ASEAN leaders walk after they held a retreat at the 18th ASEAN Summit in Jakarta May 8, 2011.

ASEAN leaders walk after they held a retreat at the 18th ASEAN Summit in Jakarta May 8, 2011. (Supri Supri/Courtesy Reuters)

This past week’s ASEAN Summit in Jakarta only further highlighted the organization’s continuing impotence at a time when the United States is reengaging with ASEAN and, Indonesia, returning to its role as regional power, is trying to make ASEAN work more effectively. The first U.S. ambassador to ASEAN has arrived, and Indonesian officials have become more involved in everything from Myanmar to the ongoing border dispute between Thailand and Cambodia.

Yet the organization itself still lacks coherence, strong leadership, and speed, and it increasingly appears likely that it will never have these characteristics.
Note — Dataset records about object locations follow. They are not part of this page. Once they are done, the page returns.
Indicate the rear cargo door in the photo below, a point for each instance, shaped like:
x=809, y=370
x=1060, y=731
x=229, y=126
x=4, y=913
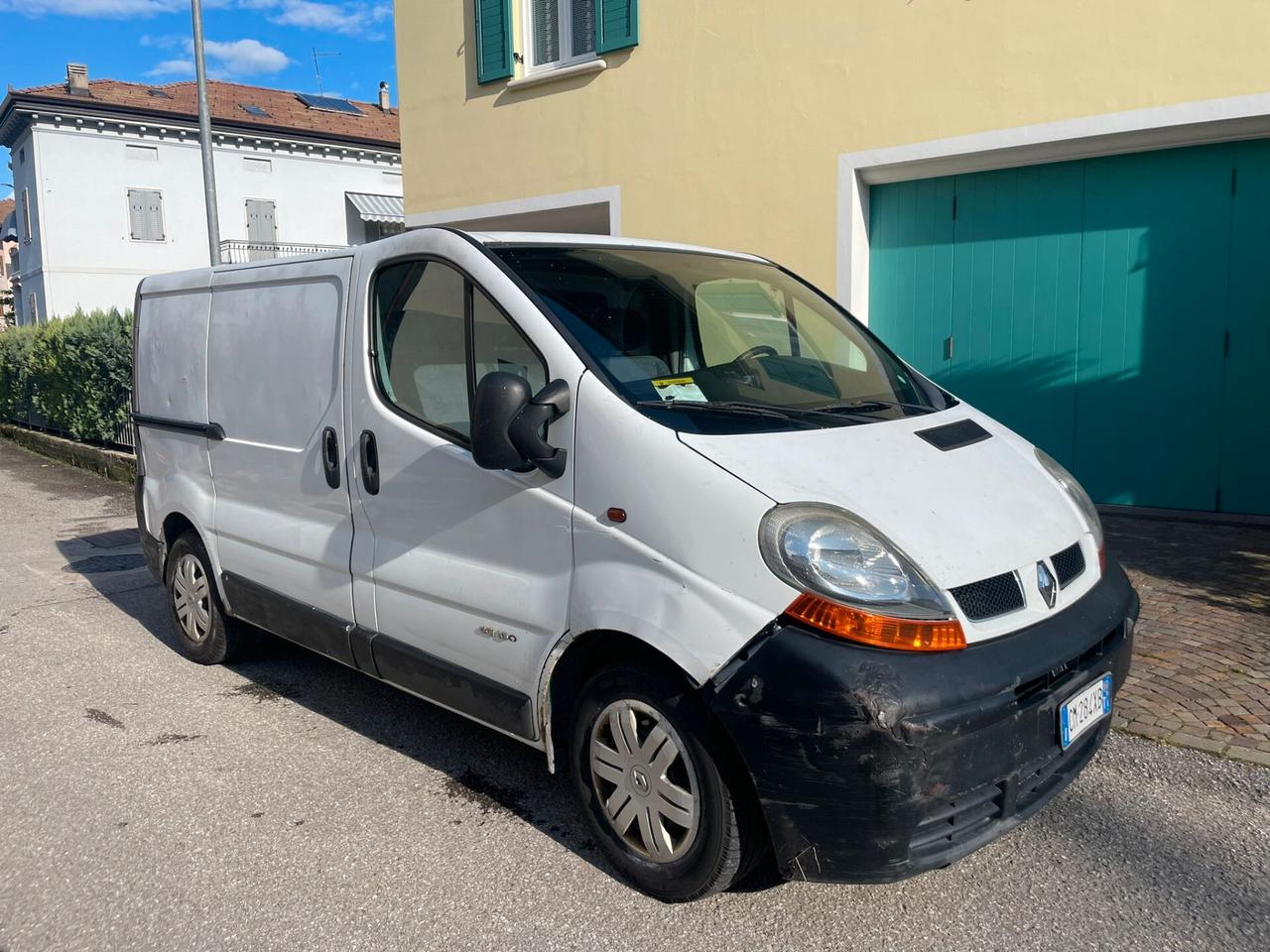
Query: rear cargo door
x=282, y=522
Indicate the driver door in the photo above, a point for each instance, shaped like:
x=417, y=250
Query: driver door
x=470, y=569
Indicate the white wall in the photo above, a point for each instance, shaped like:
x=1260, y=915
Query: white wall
x=87, y=255
x=23, y=162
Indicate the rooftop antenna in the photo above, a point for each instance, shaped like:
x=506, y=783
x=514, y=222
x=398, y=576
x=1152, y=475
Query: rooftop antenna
x=318, y=68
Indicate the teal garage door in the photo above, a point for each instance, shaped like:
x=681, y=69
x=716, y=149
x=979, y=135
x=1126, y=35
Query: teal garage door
x=1115, y=311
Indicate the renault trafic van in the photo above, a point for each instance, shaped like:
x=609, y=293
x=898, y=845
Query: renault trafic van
x=667, y=515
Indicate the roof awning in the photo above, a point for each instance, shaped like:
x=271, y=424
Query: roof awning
x=377, y=207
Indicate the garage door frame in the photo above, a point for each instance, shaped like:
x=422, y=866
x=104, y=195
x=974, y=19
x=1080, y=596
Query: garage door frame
x=1111, y=134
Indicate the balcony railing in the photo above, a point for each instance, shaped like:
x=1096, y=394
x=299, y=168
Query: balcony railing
x=235, y=252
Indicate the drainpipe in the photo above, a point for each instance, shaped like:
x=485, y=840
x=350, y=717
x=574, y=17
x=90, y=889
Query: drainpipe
x=204, y=136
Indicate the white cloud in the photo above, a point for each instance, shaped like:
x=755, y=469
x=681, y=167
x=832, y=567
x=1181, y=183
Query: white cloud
x=246, y=58
x=236, y=59
x=168, y=68
x=356, y=19
x=171, y=41
x=109, y=9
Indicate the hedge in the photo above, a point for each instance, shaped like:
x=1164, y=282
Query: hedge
x=76, y=373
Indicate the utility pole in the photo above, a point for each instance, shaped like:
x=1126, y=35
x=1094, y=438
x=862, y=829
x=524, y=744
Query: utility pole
x=204, y=136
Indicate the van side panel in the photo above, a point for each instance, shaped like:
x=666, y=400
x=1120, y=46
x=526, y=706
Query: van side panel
x=172, y=384
x=275, y=368
x=683, y=572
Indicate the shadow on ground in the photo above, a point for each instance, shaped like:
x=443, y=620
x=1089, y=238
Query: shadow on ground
x=1222, y=566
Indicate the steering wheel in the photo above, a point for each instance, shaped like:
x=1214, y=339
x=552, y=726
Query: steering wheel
x=757, y=350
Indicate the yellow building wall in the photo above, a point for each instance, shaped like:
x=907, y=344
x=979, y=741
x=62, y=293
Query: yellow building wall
x=724, y=125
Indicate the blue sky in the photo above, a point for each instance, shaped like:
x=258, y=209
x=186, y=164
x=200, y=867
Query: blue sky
x=262, y=42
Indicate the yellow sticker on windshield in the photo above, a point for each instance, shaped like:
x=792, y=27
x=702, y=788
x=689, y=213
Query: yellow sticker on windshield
x=679, y=389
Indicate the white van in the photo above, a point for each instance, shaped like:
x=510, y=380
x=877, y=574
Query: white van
x=667, y=515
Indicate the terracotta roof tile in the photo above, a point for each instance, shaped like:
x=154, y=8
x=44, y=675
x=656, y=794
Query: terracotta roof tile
x=285, y=112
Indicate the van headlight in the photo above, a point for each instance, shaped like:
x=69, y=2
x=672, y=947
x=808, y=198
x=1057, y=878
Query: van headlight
x=1079, y=495
x=826, y=551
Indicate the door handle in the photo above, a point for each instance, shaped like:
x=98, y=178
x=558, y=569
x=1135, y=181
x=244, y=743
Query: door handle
x=370, y=454
x=330, y=457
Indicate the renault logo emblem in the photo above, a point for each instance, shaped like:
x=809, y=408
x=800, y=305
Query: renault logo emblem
x=1046, y=584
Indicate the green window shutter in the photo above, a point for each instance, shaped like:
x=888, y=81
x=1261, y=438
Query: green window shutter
x=616, y=24
x=493, y=40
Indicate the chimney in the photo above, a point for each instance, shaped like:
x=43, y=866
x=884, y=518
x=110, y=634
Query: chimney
x=76, y=79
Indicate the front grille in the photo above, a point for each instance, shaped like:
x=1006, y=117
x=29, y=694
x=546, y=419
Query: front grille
x=956, y=821
x=1069, y=563
x=1029, y=689
x=989, y=597
x=956, y=825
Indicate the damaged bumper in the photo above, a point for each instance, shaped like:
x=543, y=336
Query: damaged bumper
x=873, y=766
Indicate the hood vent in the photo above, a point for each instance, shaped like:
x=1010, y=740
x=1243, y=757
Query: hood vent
x=953, y=435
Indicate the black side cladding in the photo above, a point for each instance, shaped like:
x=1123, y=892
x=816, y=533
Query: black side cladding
x=427, y=675
x=953, y=435
x=381, y=656
x=150, y=546
x=294, y=621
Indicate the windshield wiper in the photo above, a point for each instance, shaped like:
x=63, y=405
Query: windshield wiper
x=728, y=407
x=865, y=407
x=798, y=414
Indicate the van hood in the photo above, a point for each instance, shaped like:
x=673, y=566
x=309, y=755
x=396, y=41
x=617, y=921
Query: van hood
x=959, y=515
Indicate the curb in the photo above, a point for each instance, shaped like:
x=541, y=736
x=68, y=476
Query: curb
x=1206, y=746
x=121, y=467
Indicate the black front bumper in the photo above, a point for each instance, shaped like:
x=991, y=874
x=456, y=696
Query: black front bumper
x=873, y=766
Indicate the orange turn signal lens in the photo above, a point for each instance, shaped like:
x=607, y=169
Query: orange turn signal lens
x=876, y=630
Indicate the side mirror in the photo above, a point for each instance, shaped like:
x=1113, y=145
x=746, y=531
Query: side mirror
x=508, y=420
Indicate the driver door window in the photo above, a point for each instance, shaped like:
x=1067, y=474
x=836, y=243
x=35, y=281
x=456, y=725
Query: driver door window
x=436, y=336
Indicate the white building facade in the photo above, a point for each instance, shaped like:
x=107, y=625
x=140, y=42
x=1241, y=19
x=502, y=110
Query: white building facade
x=104, y=198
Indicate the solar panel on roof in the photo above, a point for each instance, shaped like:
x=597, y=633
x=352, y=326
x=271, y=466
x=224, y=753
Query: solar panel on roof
x=327, y=104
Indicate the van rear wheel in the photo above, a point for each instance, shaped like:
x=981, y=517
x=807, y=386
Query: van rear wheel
x=654, y=792
x=203, y=631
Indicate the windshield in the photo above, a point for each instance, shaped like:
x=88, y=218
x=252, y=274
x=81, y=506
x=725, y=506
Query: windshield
x=740, y=344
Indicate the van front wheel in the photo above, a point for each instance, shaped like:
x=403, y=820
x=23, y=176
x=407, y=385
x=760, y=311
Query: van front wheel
x=654, y=793
x=203, y=633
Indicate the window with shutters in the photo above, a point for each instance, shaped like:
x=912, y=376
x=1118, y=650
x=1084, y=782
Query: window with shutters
x=558, y=33
x=26, y=216
x=145, y=214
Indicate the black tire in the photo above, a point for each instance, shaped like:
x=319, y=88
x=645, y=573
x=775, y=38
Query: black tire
x=223, y=636
x=726, y=841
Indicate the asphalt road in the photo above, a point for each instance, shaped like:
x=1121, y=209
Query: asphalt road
x=289, y=802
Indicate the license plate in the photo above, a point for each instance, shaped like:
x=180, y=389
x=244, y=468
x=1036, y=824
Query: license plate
x=1084, y=708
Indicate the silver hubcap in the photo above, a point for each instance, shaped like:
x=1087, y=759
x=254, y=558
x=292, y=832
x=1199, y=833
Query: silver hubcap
x=642, y=772
x=190, y=598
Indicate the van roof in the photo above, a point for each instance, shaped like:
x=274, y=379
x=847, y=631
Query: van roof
x=202, y=277
x=550, y=238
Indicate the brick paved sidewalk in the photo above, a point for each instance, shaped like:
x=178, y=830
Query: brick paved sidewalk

Despite Indonesia’s best intentions, ASEAN mediation has produced few results in the Thai-Cambodian dispute, and the organization has not been able to resolve another lingering problem: Myanmar is in line to host the 2014 ASEAN summit, which would almost surely mean the U.S. president will not attend any meetings with ASEAN that year, since he or she will not want to appear to support Myanmar. Some of the more democratic members of ASEAN, including the Philippines and Indonesia, wanted Myanmar to relinquish this right, as it had in the past, but as usual with ASEAN, the organization could reach no consensus–ASEAN Secretary General Surin Pitsuwan just endorsed Myanmar’s right to host –and so the likely result will be some kind of muddle.

ASEAN’s leadership abilities are only going to get weaker. Though Singapore’s recent election was a step forward for open politics in the city state, it did result in the loss of a seat for longtime foreign minister George Yeo, who has been a driving force for stronger ASEAN leadership and action. Moreover, in the next few years the organization will absorb Timor Leste as its eleventh member, a correct decision, given Timor’s tough history, but one that will only slow down policymaking even more.

Post a Comment 2 Comments

  • Posted by Termsak Chalermpalanupap

    I think it is wrong to assume that U.S. re-engagement with ASEAN is the only way to make ASEAN work more effectively. It will be a big boost; no doubt. But it is certainly not the only way. ASEAN has been growing steadily during the last two decades in spite of the absence of active U.S. interest in ASEAN.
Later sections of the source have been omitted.